Gender Dysphoria – A Guide
Gender dysphoria is a condition in which a person feels that there is a mismatch between their biological sex and their gender identity. Biological sex means the sex that you were born with, determined by the presence of sex organs. Gender identity is your personal sense of which gender you belong to, e.g if a person sees themselves as female, then their gender identity is female.
For most people, their biological sex and gender identity are the same. However, some people experience a mismatch between them. This mismatch can cause feelings of discomfort that are called gender dysphoria. Gender dysphoria is a recognised condition, for which treatment is sometimes appropriate. It is not a mental illness.
Gender dysphoria has no bearing on a person’s sexuality. Just like anyone else, a person with gender dysphoria may be heterosexual, homosexual, or bisexual.
The condition is also sometimes known as:
- gender identity disorder
- gender incongruence
Some people with gender dysphoria have a strong and persistent desire to live according to their gender identity, rather than their biological sex. Some of these transgender individuals undergo treatment so that their physical appearance is more consistent with their gender identity.
How is it caused?
The causes of gender dysphoria are not fully understood. It was traditionally thought to be a psychiatric condition, which meant that its causes were believed to originate in the mind. This does not mean that gender dysphoria is a mental illness.
However, recent studies have suggested that gender dysphoria may have biological causes associated with the development of gender identity before birth. More research is needed before the causes of gender dysphoria can be fully understood.

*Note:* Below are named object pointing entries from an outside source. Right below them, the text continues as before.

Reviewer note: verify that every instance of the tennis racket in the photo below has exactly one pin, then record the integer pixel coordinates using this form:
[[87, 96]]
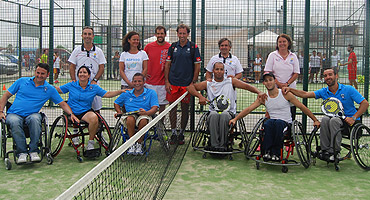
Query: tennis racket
[[332, 107], [220, 103]]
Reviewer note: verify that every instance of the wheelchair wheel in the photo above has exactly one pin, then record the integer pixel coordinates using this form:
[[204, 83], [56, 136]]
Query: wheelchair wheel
[[103, 135], [117, 139], [254, 140], [58, 134], [198, 137], [360, 145], [301, 142]]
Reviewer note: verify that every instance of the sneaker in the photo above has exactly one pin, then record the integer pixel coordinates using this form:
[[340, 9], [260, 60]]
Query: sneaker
[[76, 141], [139, 149], [22, 158], [34, 157], [181, 139], [90, 145], [132, 150]]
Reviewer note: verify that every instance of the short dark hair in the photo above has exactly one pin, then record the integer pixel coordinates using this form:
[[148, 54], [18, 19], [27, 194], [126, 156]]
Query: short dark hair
[[287, 37], [44, 66], [88, 27], [223, 40], [139, 74], [87, 69], [183, 26], [161, 28]]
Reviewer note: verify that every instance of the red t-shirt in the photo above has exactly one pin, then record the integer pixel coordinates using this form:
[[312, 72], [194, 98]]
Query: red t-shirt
[[157, 58], [352, 56]]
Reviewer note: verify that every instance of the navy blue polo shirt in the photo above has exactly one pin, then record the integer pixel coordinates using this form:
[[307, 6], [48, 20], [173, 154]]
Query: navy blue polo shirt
[[346, 94], [29, 99], [182, 65]]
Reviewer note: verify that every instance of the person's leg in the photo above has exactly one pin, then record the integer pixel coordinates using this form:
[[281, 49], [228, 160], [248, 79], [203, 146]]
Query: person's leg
[[15, 123], [33, 122]]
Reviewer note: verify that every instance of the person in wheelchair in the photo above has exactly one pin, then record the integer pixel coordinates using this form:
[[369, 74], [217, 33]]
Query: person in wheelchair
[[331, 125], [143, 102], [278, 108], [32, 93], [221, 91], [81, 96]]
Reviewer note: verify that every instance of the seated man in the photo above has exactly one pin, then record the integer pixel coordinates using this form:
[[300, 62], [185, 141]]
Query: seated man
[[278, 107], [32, 93], [218, 120], [330, 125], [140, 99]]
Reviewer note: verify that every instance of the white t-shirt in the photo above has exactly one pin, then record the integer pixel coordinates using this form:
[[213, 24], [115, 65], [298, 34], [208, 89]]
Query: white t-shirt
[[133, 64], [91, 59], [231, 63], [215, 89]]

Typical gender development
Much of the development that determines your gender identity – that is, the gender that you feel yourself to be – happens in the womb (uterus).
Your biological sex is determined by chromosomes. Chromosomes are the parts of a cell that contain genes (units of genetic material that determine your characteristics). You have two sex chromosomes: one from your mother and one from your father.
During early pregnancy, all unborn babies are female because only the female sex chromosome (the X chromosome), that is inherited from the mother, is active. At the eighth week of gestation, the sex chromosome that is inherited from the father becomes active, this can be either an X chromosome (female) or a Y chromosome (male).
If the sex chromosome that is inherited from the father is X, the unborn baby (foetus) will continue to develop as female with a surge of female hormones. The female hormones work in harmony on the brain, gonads (sex organs), genitals and reproductive organs, so that the sex and gender are both female.
If the sex chromosome that is inherited from the father is Y, the foetus will go on to develop as biologically male. The Y chromosome causes a surge of testosterone and other male hormones, which initiates the development of male characteristics, such as testes. The testosterone and other hormones work in harmony on the brain, gonads (sex organs) and genitals, so that the sex and gender are both male.
Therefore, in most cases, a female baby has XX chromosomes and a male baby has XY chromosomes.
Changes to gender development
Gender development is complex and there are many possible variations that can cause feelings of a mismatch between a person’s biological sex and their gender identity.
In rare cases, the hormones that trigger the development of sex and gender may not work properly on the brain, gonads and genitals, causing variations between them. For example, the biological sex (as determined physically by the gonads and genitals) could be male, while the gender identity (as determined by the brain) could be female.
This could be caused by additional hormones in the mother’s system, or by the foetus’s insensitivity to the hormones, known as androgen insensitivity syndrome (AIS). In this way, gender dysphoria may be caused by hormones not working properly within the womb.
Other rare conditions
Other rare conditions, such as congenital adrenal hyperplasia (CAH), and intersex conditions (also known as hermaphroditism) may also result in gender dysphoria.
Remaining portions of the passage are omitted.